A smile blossomed on Cassian’s face in spite of himself. “Here – give me your saucer.” He took the dish and piled it high with mushrooms, balancing a piece of toast on top. “There might be some residual bacon grease – hope you don’t mind.”

“Not really. It’s just meat itself I don’t like.” Lucien pulled the plate back towards him.

“Can’t say I relate, but okay,” Cassian said, licking his fork clean. “You can have an egg, too, if you want. I have three.”

“Ugh. Fine,” Lucien said. “But I’m using my own fork after what you’ve done to that one.”

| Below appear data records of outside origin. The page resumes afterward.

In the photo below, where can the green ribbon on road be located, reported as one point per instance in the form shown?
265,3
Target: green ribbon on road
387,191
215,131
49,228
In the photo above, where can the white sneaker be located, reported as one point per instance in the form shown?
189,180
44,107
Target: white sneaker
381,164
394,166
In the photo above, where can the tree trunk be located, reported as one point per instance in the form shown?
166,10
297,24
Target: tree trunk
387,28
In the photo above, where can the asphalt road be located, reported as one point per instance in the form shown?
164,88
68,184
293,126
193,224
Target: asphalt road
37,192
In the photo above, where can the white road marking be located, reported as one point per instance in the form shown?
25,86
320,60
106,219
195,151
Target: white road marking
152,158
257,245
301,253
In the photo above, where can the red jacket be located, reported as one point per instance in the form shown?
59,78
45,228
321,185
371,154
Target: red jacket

“What – this?” Cassian licked the fork again, more slowly.

Color rose sharply in Lucien’s cheeks. “Ass,” he said, stabbing one of Cassian’s eggs and transferring it to his saucer.

“I should start a swear jar,” Cassian said. “That’s at least the third time you’ve said that today alone.”

“Only if I can start a filthy innuendo jar,” Lucien snapped, spearing a mushroom with unwonted venom.

“I bet I can fill my jar before you do,” Cassian challenged.

Lucien groaned. “Not another bet. Rhys said that if I spent any more of the allowance he’s giving me on, quote, ‘idiotic bets with my idiotic brother,’ he’d cut it off.” It was clearly a joke – Cassian knew that – and yet…

“It really bothers you, doesn’t it?” Cassian said quietly. “That you have to rely on them like that.”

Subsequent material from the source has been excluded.